Here $R$ measures the relative overfitting rate. If there is no overfitting (R=0, when the $Err_{boot(1)} = \overline{err}$) this is equal to the .632 estimator. 
A: In my experience, primarily based on simulations, the 0.632 and 0.632+ bootstrap variants were needed only because of severe problems caused by the use of an improper accuracy scoring rule, namely the proportion "classified" correctly.  When you use proper (e.g., deviance-based or Brier score) or semi-proper (e.g., $c$-index = AUROC) scoring rules, the standard Efron-Gong optimism bootstrap works just fine.

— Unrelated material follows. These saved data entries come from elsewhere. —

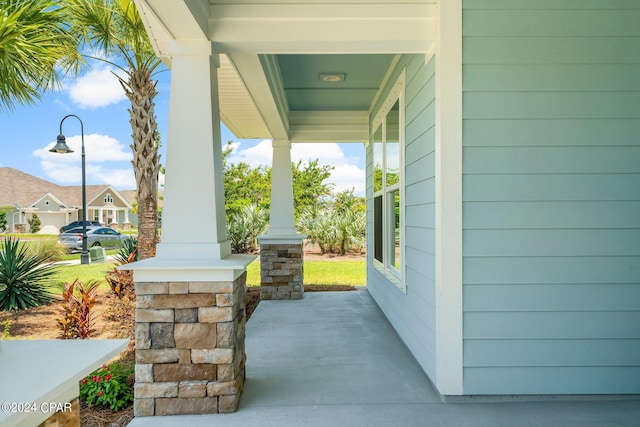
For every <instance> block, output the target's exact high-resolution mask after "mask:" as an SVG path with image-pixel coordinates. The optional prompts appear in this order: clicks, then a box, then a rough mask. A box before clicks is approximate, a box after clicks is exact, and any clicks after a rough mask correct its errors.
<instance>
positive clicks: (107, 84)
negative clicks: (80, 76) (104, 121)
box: [68, 68, 127, 108]
mask: <svg viewBox="0 0 640 427" xmlns="http://www.w3.org/2000/svg"><path fill="white" fill-rule="evenodd" d="M113 70H114V69H113V68H100V69H94V70H91V71H89V72H88V73H86V74H85V75H83V76H82V77H80V78H78V79H76V80H73V81H72V82H71V84H70V86H69V88H68V90H69V98H70V99H71V101H72V102H73V103H74V104H76V105H77V106H79V107H80V108H99V107H106V106H107V105H111V104H117V103H119V102H122V101H124V100H125V99H127V97H126V95H125V94H124V90H123V89H122V86H120V83H119V82H118V79H117V78H116V76H114V75H113Z"/></svg>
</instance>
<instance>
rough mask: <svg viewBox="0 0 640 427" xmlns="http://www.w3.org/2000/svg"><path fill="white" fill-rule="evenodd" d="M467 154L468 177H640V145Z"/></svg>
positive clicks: (494, 147)
mask: <svg viewBox="0 0 640 427" xmlns="http://www.w3.org/2000/svg"><path fill="white" fill-rule="evenodd" d="M464 152H465V154H466V156H465V158H464V159H463V163H462V164H463V168H464V170H465V174H481V173H490V174H498V173H505V174H523V173H592V174H595V173H628V174H637V173H640V145H636V146H614V147H612V146H607V147H592V146H589V147H480V148H479V147H467V148H466V149H465V151H464ZM633 178H636V177H633ZM636 179H637V178H636ZM638 184H640V182H638Z"/></svg>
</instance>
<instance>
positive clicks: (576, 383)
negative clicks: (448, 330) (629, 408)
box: [464, 350, 640, 394]
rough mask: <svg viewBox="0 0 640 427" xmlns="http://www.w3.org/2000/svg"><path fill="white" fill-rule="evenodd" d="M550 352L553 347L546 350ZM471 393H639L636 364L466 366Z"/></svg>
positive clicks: (601, 393) (465, 378)
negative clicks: (612, 364) (512, 366)
mask: <svg viewBox="0 0 640 427" xmlns="http://www.w3.org/2000/svg"><path fill="white" fill-rule="evenodd" d="M547 351H550V350H547ZM464 378H465V393H468V394H557V393H558V390H563V393H566V394H636V393H638V387H637V378H640V368H638V367H637V366H609V367H605V366H600V367H593V366H587V367H573V366H559V367H499V368H487V367H483V368H465V369H464Z"/></svg>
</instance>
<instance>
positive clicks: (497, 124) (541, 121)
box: [463, 119, 640, 147]
mask: <svg viewBox="0 0 640 427" xmlns="http://www.w3.org/2000/svg"><path fill="white" fill-rule="evenodd" d="M463 133H464V135H465V137H464V144H465V147H498V146H512V147H527V146H530V147H535V146H546V147H563V146H575V145H578V146H591V145H593V146H601V145H602V144H603V141H607V142H608V143H611V144H614V145H631V146H637V145H638V137H637V136H638V134H640V119H593V120H587V119H567V120H557V119H544V120H540V119H536V120H528V119H499V120H465V121H464V124H463Z"/></svg>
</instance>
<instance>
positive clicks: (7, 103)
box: [0, 0, 77, 110]
mask: <svg viewBox="0 0 640 427" xmlns="http://www.w3.org/2000/svg"><path fill="white" fill-rule="evenodd" d="M57 3H58V2H57V1H55V0H0V110H13V109H14V108H15V106H16V104H32V103H34V102H35V101H37V100H39V99H40V97H41V93H42V92H44V91H47V90H52V89H55V88H56V87H58V85H59V82H60V77H61V76H60V74H59V73H58V70H61V71H66V70H69V67H70V66H71V65H72V64H73V59H74V57H75V52H77V49H76V42H75V40H74V38H73V37H72V36H71V34H70V33H69V31H68V28H67V26H66V25H65V16H64V11H63V9H62V8H60V7H59V6H58V4H57Z"/></svg>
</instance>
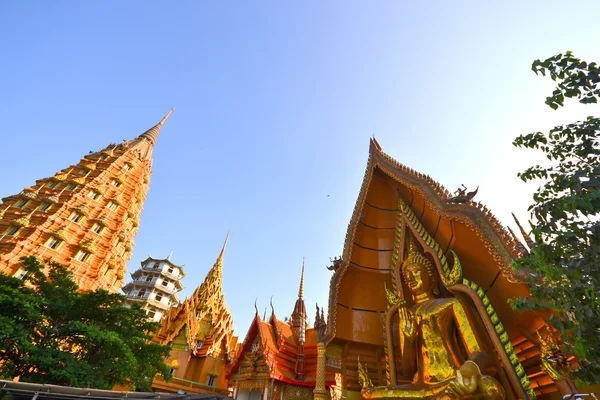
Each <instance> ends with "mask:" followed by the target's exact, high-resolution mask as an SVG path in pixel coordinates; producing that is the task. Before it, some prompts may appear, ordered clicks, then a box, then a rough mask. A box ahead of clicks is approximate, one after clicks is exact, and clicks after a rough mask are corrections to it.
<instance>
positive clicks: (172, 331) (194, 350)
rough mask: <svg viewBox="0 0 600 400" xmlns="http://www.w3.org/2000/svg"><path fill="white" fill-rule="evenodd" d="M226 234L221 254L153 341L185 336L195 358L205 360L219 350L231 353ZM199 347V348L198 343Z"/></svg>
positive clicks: (175, 337)
mask: <svg viewBox="0 0 600 400" xmlns="http://www.w3.org/2000/svg"><path fill="white" fill-rule="evenodd" d="M228 239H229V232H228V233H227V237H226V238H225V242H224V243H223V247H222V249H221V253H220V254H219V257H217V260H216V261H215V264H214V265H213V267H212V268H211V269H210V271H208V273H207V275H206V278H204V281H203V282H202V284H200V286H198V287H197V288H196V290H195V291H194V293H193V294H192V295H191V296H190V297H189V298H187V299H185V301H184V302H183V303H182V304H180V305H179V306H178V307H176V308H171V309H170V310H169V312H168V313H167V315H166V317H165V318H163V320H162V321H161V323H162V325H161V327H160V328H159V330H158V332H157V334H156V338H157V340H158V341H159V342H161V343H163V344H171V343H173V341H174V340H175V339H177V338H178V337H179V336H181V335H184V336H185V338H184V339H185V341H186V342H187V346H188V347H189V348H190V349H191V352H192V354H193V355H194V356H196V357H204V356H207V355H211V354H213V352H218V351H220V350H221V344H223V345H224V350H225V351H226V352H228V353H229V352H231V351H232V350H233V349H234V347H235V344H236V341H235V338H234V337H233V319H232V317H231V314H230V312H229V310H228V309H227V306H226V305H225V298H224V296H223V288H222V283H223V257H224V254H225V248H226V246H227V240H228ZM200 342H201V343H202V344H201V345H200V346H199V343H200Z"/></svg>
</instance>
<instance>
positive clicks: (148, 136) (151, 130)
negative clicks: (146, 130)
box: [140, 107, 175, 144]
mask: <svg viewBox="0 0 600 400" xmlns="http://www.w3.org/2000/svg"><path fill="white" fill-rule="evenodd" d="M174 109H175V107H173V108H171V110H169V112H168V113H167V115H165V116H164V117H163V119H161V120H160V122H159V123H158V124H156V125H154V126H153V127H152V128H150V129H148V130H147V131H146V132H144V133H142V134H141V135H140V138H145V139H148V140H149V141H150V143H152V144H154V143H156V139H157V138H158V134H159V133H160V128H162V126H163V124H164V123H165V121H166V120H167V118H169V116H170V115H171V113H172V112H173V110H174Z"/></svg>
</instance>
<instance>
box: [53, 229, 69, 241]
mask: <svg viewBox="0 0 600 400" xmlns="http://www.w3.org/2000/svg"><path fill="white" fill-rule="evenodd" d="M52 236H55V237H57V238H59V239H61V240H64V241H65V242H66V241H67V239H68V238H69V234H68V233H67V230H66V229H65V228H60V229H58V230H56V231H54V232H52Z"/></svg>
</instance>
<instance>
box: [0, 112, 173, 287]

A: I was struggling with this concept of 632+. The given answers here clear up some things for me but I find it all rather technical. For those of you that are at my level I'll try to explain it:
The 632+ bootstrap trains en test models with a bootstraps of your dataset and then calculates scores, for example accuracy, for those models. To check how much the predicted values of your model differs from what should be expected, some magical math with e and other stuff is done to adjust your results to what might be expected in the real population.
If you want to implement it in Python without knowing whats going on this is great resource with explaination and a great library: bootstrap_point632_score - mlxtend (rasbt.github.io)
That method generates a list with scores for each trained model which you can use to evaluate your model.